For a moment, the artiste is stuck in his timid, temperamental phase, and who can blame him?
He's a child prodigy used to painting in private, where he creates swirling color masterpieces known to fetch thousands when offered to the art world.
And now, for the media, he's being asked to produce on cue, like some animal in the zoo.
The long-haired phenom responds with the actions of a defiant doyen: He grabs the canvas, and starts to lick the paint off.
"Okie, can I have it back, please?" Brandi Moores says to the 13-year-old western lowland gorilla -- more formally known as Okpara .
Okie pushes the paper under a mesh metal door that separates him from Moores.
"Good boy," says Moores, 26, a gorilla keeper at the Franklin Park Zoo who also serves as Okie's muse. "Let's try it again."
Moores pours some green, orange, and purple nontoxic children's paint on a white page, and slips it back to Okie.
"Can you paint?" she asks him.
Okie pats his left knuckle on the page.
"Good boy," says Moores.
She pops a red grape in the gorilla's mouth.
"Can you paint?"
This time, Okie smears the colors across the page with his palm in one of his trademark swooshes.
"Good boy," says Moores. She gives him another grape.
He paints some more. Then, in a flash, Okie takes off on all fours, careening his squat 5 -foot, 375-pound frame across the mulchy ground of the zoo's new $2.3 million gorilla exhibit.
Those who enter the zoo's Tropical Forest area between now and the end of August will be able to view the vibrant finger paintings of Okie and his protective pal, Little Joe.
There are 15 pieces included in a show titled "Okie & Little Joe: A Restrospective," and it is appropriate that 12 were done at the hands of Okie.
Little Joe is the 14-year-old serious, dominant male of the zoo's seven-member gorilla group, a well-known escape artist who dabbles in painting but hates to get his hands dirty.
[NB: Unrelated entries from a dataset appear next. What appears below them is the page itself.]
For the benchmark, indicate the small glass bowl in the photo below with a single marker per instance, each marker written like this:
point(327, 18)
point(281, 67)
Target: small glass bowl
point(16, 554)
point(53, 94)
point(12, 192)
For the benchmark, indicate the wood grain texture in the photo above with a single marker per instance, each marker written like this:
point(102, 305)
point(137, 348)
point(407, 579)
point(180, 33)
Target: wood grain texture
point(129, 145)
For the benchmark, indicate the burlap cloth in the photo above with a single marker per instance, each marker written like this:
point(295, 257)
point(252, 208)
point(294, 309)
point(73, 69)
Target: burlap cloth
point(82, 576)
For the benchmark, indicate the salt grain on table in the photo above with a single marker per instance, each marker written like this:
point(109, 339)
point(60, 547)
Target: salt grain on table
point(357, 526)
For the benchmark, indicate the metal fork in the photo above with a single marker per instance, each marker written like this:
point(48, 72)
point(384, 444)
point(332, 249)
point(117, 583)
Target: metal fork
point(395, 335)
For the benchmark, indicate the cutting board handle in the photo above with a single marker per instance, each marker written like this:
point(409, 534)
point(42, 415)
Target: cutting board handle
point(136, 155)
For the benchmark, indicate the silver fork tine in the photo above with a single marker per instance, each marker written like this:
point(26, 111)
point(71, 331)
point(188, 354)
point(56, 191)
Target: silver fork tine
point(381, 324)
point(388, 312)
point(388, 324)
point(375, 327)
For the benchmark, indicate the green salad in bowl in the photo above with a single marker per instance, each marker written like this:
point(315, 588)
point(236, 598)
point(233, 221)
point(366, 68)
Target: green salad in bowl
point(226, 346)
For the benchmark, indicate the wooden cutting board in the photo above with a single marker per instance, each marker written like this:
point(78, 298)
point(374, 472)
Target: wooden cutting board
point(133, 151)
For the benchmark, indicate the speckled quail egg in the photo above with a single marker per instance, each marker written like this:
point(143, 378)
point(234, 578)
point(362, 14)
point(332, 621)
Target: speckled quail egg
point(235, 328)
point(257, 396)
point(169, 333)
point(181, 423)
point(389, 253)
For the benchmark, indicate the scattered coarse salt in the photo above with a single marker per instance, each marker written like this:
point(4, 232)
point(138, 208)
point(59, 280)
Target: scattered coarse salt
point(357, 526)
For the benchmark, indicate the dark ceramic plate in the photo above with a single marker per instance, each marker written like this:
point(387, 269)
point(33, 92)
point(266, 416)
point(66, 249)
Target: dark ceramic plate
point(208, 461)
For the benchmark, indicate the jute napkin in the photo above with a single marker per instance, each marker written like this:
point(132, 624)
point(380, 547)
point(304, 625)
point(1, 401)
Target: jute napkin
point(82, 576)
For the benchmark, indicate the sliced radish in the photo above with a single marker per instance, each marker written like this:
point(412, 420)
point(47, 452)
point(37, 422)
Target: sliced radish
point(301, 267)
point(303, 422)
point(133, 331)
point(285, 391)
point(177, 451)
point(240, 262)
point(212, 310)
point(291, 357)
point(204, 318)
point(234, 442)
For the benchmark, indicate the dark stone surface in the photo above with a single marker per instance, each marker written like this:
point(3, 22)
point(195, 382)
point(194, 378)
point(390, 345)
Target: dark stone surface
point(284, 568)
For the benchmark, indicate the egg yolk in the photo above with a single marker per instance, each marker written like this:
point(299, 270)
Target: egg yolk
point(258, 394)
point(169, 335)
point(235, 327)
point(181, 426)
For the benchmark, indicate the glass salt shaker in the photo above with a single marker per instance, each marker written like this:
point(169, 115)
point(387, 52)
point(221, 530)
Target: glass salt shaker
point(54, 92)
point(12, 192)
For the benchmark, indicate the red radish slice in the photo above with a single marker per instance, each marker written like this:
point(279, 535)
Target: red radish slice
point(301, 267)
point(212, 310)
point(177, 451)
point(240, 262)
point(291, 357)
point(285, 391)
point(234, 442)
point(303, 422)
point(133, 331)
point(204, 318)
Despite his outburst of obstinance, Okie is the more free-spirited one, considered the group's care-free artist-in-residence.
Minutes before his public display of painting, Okie was the portrait of modern cool: His hair seemed to be sticking up in a modified mohawk as he crossed one leg over the other and sucked his thumb.
Zoo officials say the woolly wunderkind has the perfect temperament for artistic endeavors.
"By nature, he's loose," says John Linehan , president and CEO of Zoo New England, which operates the Franklin Park Zoo in Dorchester and the Stone Zoo in Stoneham. "If he had a chance, he'd be wearing a bandanna."
Okie has been finger-painting since 2004, Moores says. Offering the animals the chance to finger-paint or play with buckets or forage for their food is a way to keep Okie and the others from lying around all day like a bunch of gorillas.
"Their environment is not changing; we have to change it for them," Moores says. "We want to keep them mentally stimulated in captivity."
Even if he never paints in the open again, Okie's artwork still would provide a valuable connection between primates and the public, say zoo officials, who believe the bond has been enhanced by the new exhibit that lets the gorillas be seen up close and personal through glass.
"It brings almost a sense of enlightenment," Linehan says of the finger paintings, "the commonality between people and the rest of the animal kingdom."
"It's not just people who are capable of art," he says.
Through a zoo promotion, kids will get a shot at showing off their own artistic skills -- and to win an Okie -- either by working with finger paints provided at the zoo from 11 a.m. to 1 p.m. every other Sunday from next Sunday through Aug. 19 or by mailing in their handiwork by Aug. 10 .
Okie the abstractionist has already set a high bar.
During the Zootopia! 2007 benefit last month, one of Okie's premier pieces garnered a donation of $10,000 .
At the benefit the year before, zoo official and money manager Grace Fey purchased an Okie original for $6,500 .
Fey says that on the wall of her office in the Financial District, overlooking the State House, and near other keepsakes, such as her chartered financial analyst certificate, she proudly hangs her framed Okie piece of flowing blues and yellows, reds and purples.
"It looks like a piece of modern art, like a Jasper Johns ," says Fey, an executive vice president at Frontier Capital Management Co. and chairwoman of Zoo New England 's board of directors. "I'll never sell my Okie. It's very special."